The results of the present study imply that being aware of the fact that any reputation will be transferable can remove the social dilemma from a public goods scenario. This is only a side effect which has, however, impressive consequences. If everybody is under pressure to invest in her reputation, there is no longer a conflict between the group’s and the individual’s interest. The public resource was almost maximized, and we found that everybody gained a high personal pay-off in this scenario. The pay-off per player was significantly higher when the subjects knew they would be recognized in the other game than when they expected to be unrecognizable there. Reputation may be a currency that can be used in various social contexts (Sigmund et al. 2001). In a previous study (Milinski et al. 2002a), we found that donations made to charity (UNICEF) significantly increased the probability of being helped in an indirect reciprocity game if the donations were made public. This shows that people can actively invest in their reputation even when no public goods situation is available.

However, even full anonymity does not necessarily cause the breakdown of cooperation in a public goods situation if certain conditions are met.
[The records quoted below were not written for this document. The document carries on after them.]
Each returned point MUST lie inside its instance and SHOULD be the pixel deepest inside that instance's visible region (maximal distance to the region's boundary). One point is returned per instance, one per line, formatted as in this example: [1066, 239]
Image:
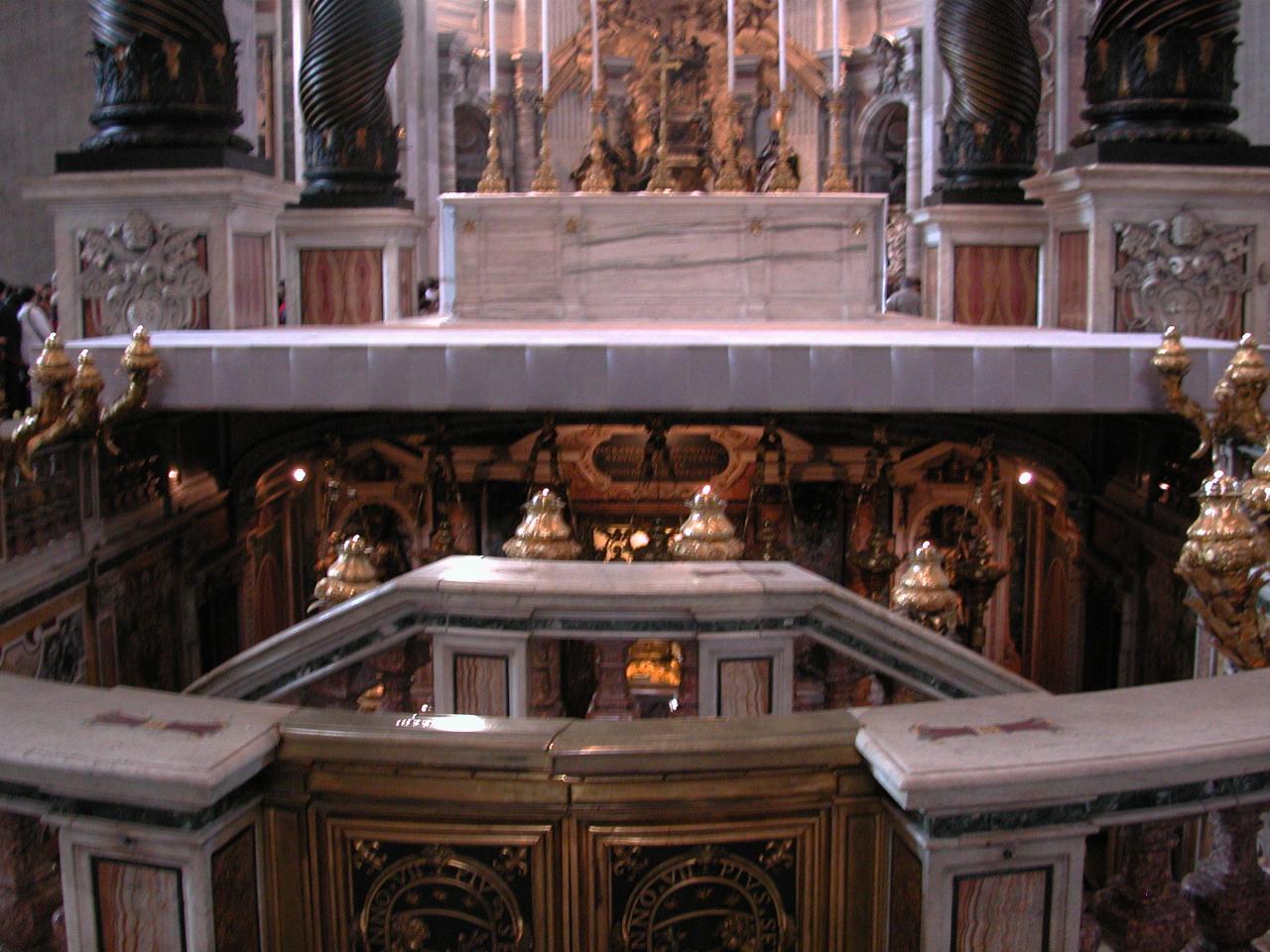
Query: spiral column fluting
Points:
[350, 141]
[167, 75]
[1162, 72]
[988, 141]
Recently, Hauert et al. (2002) proposed that with optional participation in the public goods game, “loners”, i.e. those players who do not join a public goods group, cooperators who join the group and contribute to the public good, and defectors who join the group but do not contribute to the public good, will coexist through a rock-paper-scissors dynamics even under full anonymity. An experimental study (Semmann et al. 2003) showed that the opportunity for this kind of “volunteering” easily generates this dynamics in public goods games with human subjects. The rock-paper-scissors dynamics comes up, because if the majority of the group choose to be cooperators, the highest pay-off is achieved as a defector, resulting in an increasing number of players choosing this strategy. When defectors dominate, the highest pay-off can be achieved through choosing to be a loner. Finally, when loners dominate, the public good group size is very small and the highest pay-off is achieved by choosing to cooperate in such small groups. However, when cooperators increase in numbers, the public goods group size increases again and the cycle continues. Through the recurring rise of loners, cooperators, defectors and the connected public goods group size changes, cooperation is perpetuated at a substantial level on average. However, the results of the present study suggest that if anonymity is removed, the decisions made in any public goods situation could be recalled in other social games, and would thereby be connected to reputation building, and the rock-paper-scissors dynamics is reduced and may eventually disappear. As a result, cooperation would be perpetuated at an even higher level even in larger public goods groups. This prediction awaits experimental testing.